ELI Webinar | Learning Analytics and the Learning Sciences
Special Guest
Zachary Stein
doctoral candidate in Mind, Brain, and Education at Harvard University and Deputy Director of the Developmental Testing Service
Harvard University
Zachary Stein is a doctoral candidate in Mind, Brain, and Education at Harvard University and deputy director of the Developmental Testing Service (DTS). He has published on topics in the philosophy of education, cognitive development, educational neuroscience, and theoretical psychometrics. He is also an award-winning presenter and workshop facilitator. His current philosophical research focuses on ethical issues involved with large-scale standardized testing infrastructures, while his empirical and applied work at DTS centers on building an alternative learning science based testing infrastructure for use in K–16 contexts.
Summary
Join the EDUCAUSE Learning Initiative’s Malcolm Brown, director, and Veronica Diaz, associate director, as they moderate this webinar with Zachary Stein, doctoral candidate in Mind, Brain, and Education at Harvard University and Deputy Director of the Developmental Testing Service.

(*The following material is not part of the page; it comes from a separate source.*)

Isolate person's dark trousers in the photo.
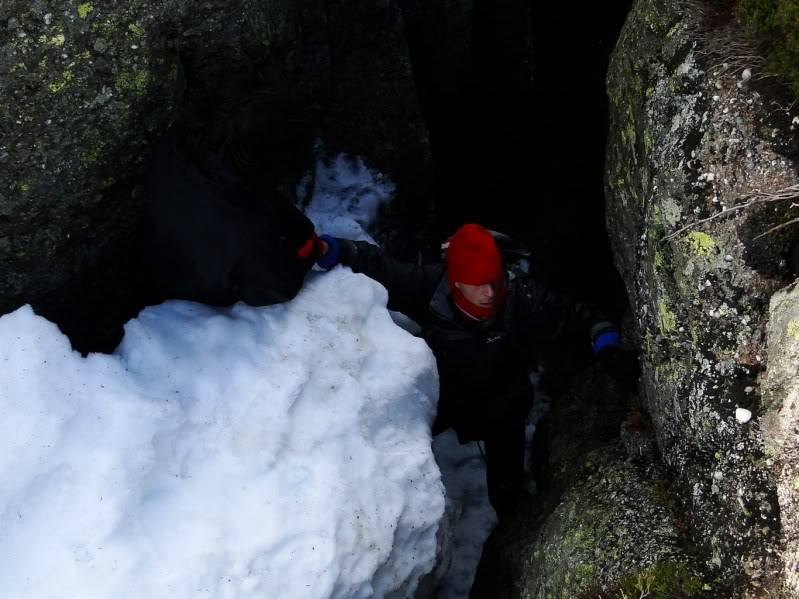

This webinar will explore connections between the emerging field of learning analytics and the contemporary learning sciences, specifically, the fields of cognitive developmental psychology and mind, brain, and education. A review of contemporary theories of learning reveals that many existing examples of learning analytics are built around indexes of student behavior that are distally related to student learning. Stein will argue that trends toward leveraging automation and economies of scale could shape learning analytics into a field that employs strategies for monitoring students that are divorced from insights into how students learn. He will then propose that learning analytics would benefit from integrating proximal indexes of student learning and describe a candidate set of measures, lectical assessments. Several action-research projects that integrate lectical assessments into graduate-level classes, leadership development programs, and one-on-one counseling and coaching contexts. These examples demonstrate the diagnostic, pedagogical, and research value of learning-analytic projects that directly measure learning.